Infrastructure Bonds

Majority of investors claiming tax benefits under Section 88 of the Income Tax Act avails conventional options of taking insurance and investing in Public Provident Fund and National Savings Certificate.

A total sum of Rs 100,000 that can be claimed as rebates, the aforementioned option account for only Rs 70,000, and the balance Rs 30,000 is reserved for investments in infrastructure bonds amongst others. These investments are in the form of shares, bonds, debentures and are issued by public financial institutions. These are subject to a 3-year lock-in period. Any redemption prior to its maturity nullifies the tax benefits claimed at the time of making the investment. The Infrastructure Bonds India by a leading public financial institution, a few years back, offered coupon rate of 5.50% and 5.64%, respectively. Inflation shoots up the interest rates accordingly. The solution lies in balancing the two, i.e., the benefits of an investment vehicle which offers assured yet modest returns coupled with tax benefits on one hand and a high risk-high return proposition on the other.

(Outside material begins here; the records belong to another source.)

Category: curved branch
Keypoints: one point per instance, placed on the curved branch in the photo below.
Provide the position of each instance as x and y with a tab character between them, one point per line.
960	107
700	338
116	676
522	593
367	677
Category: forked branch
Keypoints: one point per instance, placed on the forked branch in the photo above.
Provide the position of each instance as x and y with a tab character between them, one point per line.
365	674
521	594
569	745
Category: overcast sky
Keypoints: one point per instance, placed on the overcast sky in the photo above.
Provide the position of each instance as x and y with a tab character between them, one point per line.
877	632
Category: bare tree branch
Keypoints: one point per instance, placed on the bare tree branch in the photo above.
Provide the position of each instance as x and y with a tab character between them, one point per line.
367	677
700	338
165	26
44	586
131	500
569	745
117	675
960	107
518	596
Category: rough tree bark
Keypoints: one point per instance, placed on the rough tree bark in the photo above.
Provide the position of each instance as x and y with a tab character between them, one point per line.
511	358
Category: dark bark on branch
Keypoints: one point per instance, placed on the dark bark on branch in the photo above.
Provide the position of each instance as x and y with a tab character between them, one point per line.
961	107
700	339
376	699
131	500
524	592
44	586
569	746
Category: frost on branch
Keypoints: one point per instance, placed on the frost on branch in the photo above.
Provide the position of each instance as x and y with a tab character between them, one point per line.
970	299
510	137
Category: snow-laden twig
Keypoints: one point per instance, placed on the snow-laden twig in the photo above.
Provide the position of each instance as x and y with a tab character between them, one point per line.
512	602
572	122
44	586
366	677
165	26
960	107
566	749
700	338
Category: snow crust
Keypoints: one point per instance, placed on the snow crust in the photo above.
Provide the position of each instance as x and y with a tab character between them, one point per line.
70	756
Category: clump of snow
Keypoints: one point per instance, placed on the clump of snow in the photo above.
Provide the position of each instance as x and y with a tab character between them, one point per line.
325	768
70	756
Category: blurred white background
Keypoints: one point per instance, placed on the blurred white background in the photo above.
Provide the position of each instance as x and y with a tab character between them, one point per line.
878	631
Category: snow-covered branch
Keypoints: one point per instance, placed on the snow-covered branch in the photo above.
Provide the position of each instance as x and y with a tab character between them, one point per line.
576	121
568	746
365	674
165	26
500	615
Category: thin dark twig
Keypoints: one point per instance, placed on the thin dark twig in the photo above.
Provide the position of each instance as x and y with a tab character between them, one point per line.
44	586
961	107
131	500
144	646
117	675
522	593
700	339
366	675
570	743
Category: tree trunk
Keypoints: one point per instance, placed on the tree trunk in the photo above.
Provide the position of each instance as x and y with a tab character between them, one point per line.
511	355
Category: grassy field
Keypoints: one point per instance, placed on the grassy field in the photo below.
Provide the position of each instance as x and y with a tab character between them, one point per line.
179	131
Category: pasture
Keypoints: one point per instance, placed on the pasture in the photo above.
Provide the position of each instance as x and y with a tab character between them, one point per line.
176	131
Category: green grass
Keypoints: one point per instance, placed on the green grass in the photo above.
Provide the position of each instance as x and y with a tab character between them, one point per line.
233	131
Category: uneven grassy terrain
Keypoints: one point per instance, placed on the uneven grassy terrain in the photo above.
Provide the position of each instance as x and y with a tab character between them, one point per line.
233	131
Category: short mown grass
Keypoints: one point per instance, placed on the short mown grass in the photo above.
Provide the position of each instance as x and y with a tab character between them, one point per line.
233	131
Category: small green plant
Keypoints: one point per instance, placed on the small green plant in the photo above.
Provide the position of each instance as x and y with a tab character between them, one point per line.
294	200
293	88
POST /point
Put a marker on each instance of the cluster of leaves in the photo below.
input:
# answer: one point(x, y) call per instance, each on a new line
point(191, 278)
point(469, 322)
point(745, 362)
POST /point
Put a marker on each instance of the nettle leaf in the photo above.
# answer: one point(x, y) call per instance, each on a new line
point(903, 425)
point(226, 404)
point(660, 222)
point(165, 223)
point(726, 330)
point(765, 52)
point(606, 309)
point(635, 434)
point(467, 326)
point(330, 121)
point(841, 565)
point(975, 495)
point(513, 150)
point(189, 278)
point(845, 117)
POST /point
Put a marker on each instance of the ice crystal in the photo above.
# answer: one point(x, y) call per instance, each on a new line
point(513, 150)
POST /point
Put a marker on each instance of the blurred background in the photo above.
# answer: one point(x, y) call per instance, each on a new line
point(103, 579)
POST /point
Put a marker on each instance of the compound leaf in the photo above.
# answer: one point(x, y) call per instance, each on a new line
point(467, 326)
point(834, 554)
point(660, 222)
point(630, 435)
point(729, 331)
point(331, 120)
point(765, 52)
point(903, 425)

Some notable points for Infrastructure Bonds India are –

  • The investments in other products like mutual funds are market-linked and not assured and thus returns may not be repeated in the future.
  • A 3-year lock-in period in case of Infrastructure Bonds India offers reasonably good return and they are capable of delivering going forward.
  • The risks associated with mutual fund investment are much higher with respect to those in Infrastructure Bonds India.
  • Investors who are habituated to risk-free investment might be unwilling to venture into market-linked products.
  • Investments should be governed by investor’s risk-appetite and not on the scale of returns.
  • The motive behind investing in Infrastructure Bonds India i.e. to save taxes, should not be so overbearing that it proves to be an infeasible proposition.
  • An investor with an appetite for risk can achieve two goals simultaneously, paying the taxes and investing in a well-diversified equity / balanced scheme.